Tous les secteurs n’ont pas vécu la diminution des levées de fonds de la même manière. Ainsi, les start-up qui répondent aux grands enjeux de transformation, tels que la transition énergétique ou l’IA générative, ont réussi à collecter des montants importants. C’est le cas de Verkor, start-up spécialisée dans la production de batteries électriques, qui a réalisé le plus beau tour de table de l’année en dépassant les 2 milliards d’euros. Plus récemment, Electra, à l’origine d’un réseau européen de recharge rapide pour véhicules électriques, a levé 304 millions d’euros en janvier 2024. Un succès caractéristique des greentech spécialistes de la mobilité. Le secteur occupe la première place avec 2,5 milliards d’euros levés en 2023, en progression de 188 %. Mistral AI (qui a réalisé le deuxième plus beau tour de table de l’année, valorisant la société à plus d’un milliard) illustre la bonne résistance des sociétés de logiciels ou autres services informatiques. À l’inverse, les fintech ont vu leurs levées chuter de 81 %, de même pour les solutions de marketing – Martech – ou de ressources humaines, qui ont subi une baisse respective de 90 % et 85 %.

Bonne recette

Secteur, origine géographique, profils des investisseurs, à quoi doivent se raccrocher celles qui veulent continuer à croître ? Pour Élise Erbs, directrice financière d’Electra, dont la société a levé 600 millions d’euros en moins de trois ans, "il faut un produit et un marché.

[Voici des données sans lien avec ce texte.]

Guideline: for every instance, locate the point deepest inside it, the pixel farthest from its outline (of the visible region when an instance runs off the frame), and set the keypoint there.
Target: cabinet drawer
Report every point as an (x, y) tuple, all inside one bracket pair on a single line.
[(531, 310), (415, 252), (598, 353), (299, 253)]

Il est primordial de maîtriser parfaitement sa technologie. L’équipe doit être solide et rodée aux levées de fonds. Parler le même langage que les fonds d’investissement fait aussi la différence. Et il faut surtout garder à l’esprit qu’on ne réussit jamais seul, avoir les bons conseils et un bon réseau est indispensable". Dans le cas d’Electra, si la société bénéficiait d’un environnement propice à l’infratech, les actifs d’infrastructure étant vus comme des valeurs refuges dans un contexte incertain, le secteur a pourtant connu une bulle.

Au cours des six derniers mois, les investisseurs ont freiné leur implication en raison du temps long des rendements du secteur infra, incompatible avec des besoins de liquidités croissants. Malgré cela, la start-up a réussi un tour de plus de 300 millions d’euros, un bon signal pour toutes les potentielles futures licornes. En dépit de la volatilité des effets de mode et des bouleversements, facteurs impondérables, lever des fonds reste possible.